In thinking about Gautier’s metaphors in L’Art, the sculptor kneads clay; the poet kneads words, and needs words!! Both art and poetry are creations of beauty. Both require great skill; one is not more important than the other. I admire the art of sculpting as well as the art of poetry. The sculptures of Rodin—Balzac, Hugo, The Kiss, Le Penseur are my favorites. The sculptures of Michelangelo—David, the Madonna of Bruges, Pietà (Gautier’s “La Vierge et son Jésus”). The poetry of Hugo, Valéry, Longfellow, Goethe, Homer, Dickinson are masterpieces as well.

I hope you enjoy this little poem by Gautier.
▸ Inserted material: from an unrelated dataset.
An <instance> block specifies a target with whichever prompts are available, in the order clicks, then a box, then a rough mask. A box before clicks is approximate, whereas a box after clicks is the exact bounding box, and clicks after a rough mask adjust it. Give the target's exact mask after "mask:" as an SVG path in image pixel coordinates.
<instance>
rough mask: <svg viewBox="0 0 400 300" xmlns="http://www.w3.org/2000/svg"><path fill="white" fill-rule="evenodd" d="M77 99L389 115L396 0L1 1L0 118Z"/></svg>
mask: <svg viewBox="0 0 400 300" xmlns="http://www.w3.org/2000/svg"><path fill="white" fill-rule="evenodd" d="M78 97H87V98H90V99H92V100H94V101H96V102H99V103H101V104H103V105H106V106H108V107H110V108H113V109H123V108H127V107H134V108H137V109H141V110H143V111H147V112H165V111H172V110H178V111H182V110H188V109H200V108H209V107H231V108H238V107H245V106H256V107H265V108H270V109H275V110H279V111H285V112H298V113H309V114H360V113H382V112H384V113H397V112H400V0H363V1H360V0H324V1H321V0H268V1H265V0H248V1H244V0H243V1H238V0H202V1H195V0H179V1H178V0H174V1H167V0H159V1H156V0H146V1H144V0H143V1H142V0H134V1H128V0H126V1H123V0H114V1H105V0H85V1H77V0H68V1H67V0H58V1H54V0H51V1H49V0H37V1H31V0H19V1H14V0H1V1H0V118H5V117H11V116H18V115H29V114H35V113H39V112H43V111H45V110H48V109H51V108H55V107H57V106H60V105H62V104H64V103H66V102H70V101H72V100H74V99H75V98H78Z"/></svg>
Note that in my English translation, I tried to keep with this typography even though our sentence structure is considerably different and therefore it loses some of the emphasis.

L’Art by Théophile Gautier

OUI, l’œuvre sort plus belle
D’une forme au travail
Rebelle,
Vers, marbre, onyx, émail*.

Point de contraintes fausses!
Mais que, pour marcher droit,
Tu chausses,
Muse, un cothurne étroit.

Fi du rhythme commode,
Comme un soulier trop grand,
Du mode
Que tout pied quitte et prend!

Statuaire, repousse
L’argile que pétrit
Le pouce
Quand flotte ailleurs l’esprit.

Lutte avec le carrare,
Avec le paros dur
Et rare,
Gardiens du contour pur ;

Emprunte à Syracuse
Son bronze où fermement
S’accuse
Le trait fier et charmant ;

D’une main délicate
Poursuis dans un filon
D’agate
Le profil d’Apollon.

Peintre, fuis l’aquarelle,
Et fixe la couleur
Trop frêle
Au four de l’émailleur.

Fais les sirènes bleues,
Tordant de cent façons
Leurs queues,
Les monstres des blasons ;

Dans son nimbe trilobe
La Vierge et son Jésus,
Le globe
Avec la croix dessus.

Tout passe. –L’art robuste
Seul a l’éternité,
         Le buste
Survit à la cité,

Et la médaille austère
Que trouve un laboureur
           Sous terre
Révèle un empereur.

Les dieux eux-mêmes meurent,
Mais les vers souverains
           Demeurent
Plus forts que les airains.

Sculpte, lime, cisèle ;
Que ton rêve flottant
           Se scelle
Dans le bloc résistant !

[*this is the French word for varnish; how ironic that we use this word for digital correspondence today!]

My English Translation

YES, the work comes out more beautiful
That is formed from material
Rebellious
Verse, marble, onyx, enamel*.

We have no need for false constraints!
But to walk straight,
      Your shoes,
Muse, a narrow path.

Fi! of convenient rhythm,
Like a shoe that’s too big,
           In mode
That fits and fails every foot!

Who models, shunned,
The clay slips by
           The Thumb
When the mind goes astray.

Grapple with travertine,
With parian
            More rare,
Guard the pure contour;

Borrow from Syracuse
Her bronze standing firm
            To accuse
The proud, charming line;

From a delicate hand
A perfect vain
            Of Agate
The profile of Apollon.

Painter, flee from watercolor
And fix the color
            Too frail
In the fires of the enameller.

Make the mermaids and dolphins
Twist from five fashions
           Their tails,
Blue monsters of the coat of arms;

In its three-lobed halo
The Virgin and her Jesus
           The globe,
And His Cross thereon.

All passes.—Robust art
Lives forever;
           The bust
Is the city’s survivor.

And the dull medal
Found by the humble laborer
            Beneath ground,
Reveals an emperor.

The gods even perish.
Yet the sovereigns
            Flourish
Stronger than bronzes.

Sculpt, chisel, rasp;
Let your floating dream
            Seal itself
In the resistant block!

Work Cited

Canfield, Arthur G., and Patterson, W.F. French Poems. New York: Holt & Co. 1941.